Posted by sanityinjection on January 6, 2009

The ACLU has announced that the federal TSA and JetBlue Airways have agreed to settle a lawsuit by Raed Jarrar for $240,000. Mr. Jarrar sued after he was asked to cover a T-shirt with Arabic writing in order to board the plane:

http://www.breitbart.com/article.php?id=090106002219.dz59dzap&show_article=1

There are some interesting aspects to this case. First, Jarrar complied with the request and was allowed to fly. He therefore has no proof that the authorities intended to refuse to allow him to fly if he had declined. If he had wanted to sue, he should have refused, then he would have grounds.

Second, Jarrar had to know that as a Middle Eastern-appearing person with a goatee beard and an Arabic  name, wearing a T-shirt with Arabic writing to an airport is a little like waving a toy gun around. I do agree that the Arabic writing alone should not be grounds for being banned from a plane, but Jarrar should well have expected to be the absolute center of attention throughout his flying experience, including being moved to a seat where the flight crew could keep an eye on him (Airlines can move your seat at any time for any reason.)

So I think Jarrar probably would have lost the case had it gone to trial, but obviously the defendants had an interest in avoiding bad publicity. Now he can afford to fly all over the place on JetBlue’s and the taxpayers’ dimes.

What if Jarrar’s T-shirt had featured a photo of Osama Bin Laden?

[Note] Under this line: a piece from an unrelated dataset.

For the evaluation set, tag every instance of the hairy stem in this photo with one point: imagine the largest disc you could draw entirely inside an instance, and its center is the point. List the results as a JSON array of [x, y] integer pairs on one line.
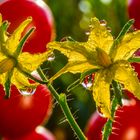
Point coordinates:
[[61, 99]]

At what point does the airline’s concern about a possible disruption on board the flight outweigh an individual’s right to freedom of expression? I think there is a gray area here. Certainly we do not want to get to a point where “Flying while Arab” constitutes a crime, yet I also do not believe it is inherently discriminatory that people of obvious Arab origins be scrutinized.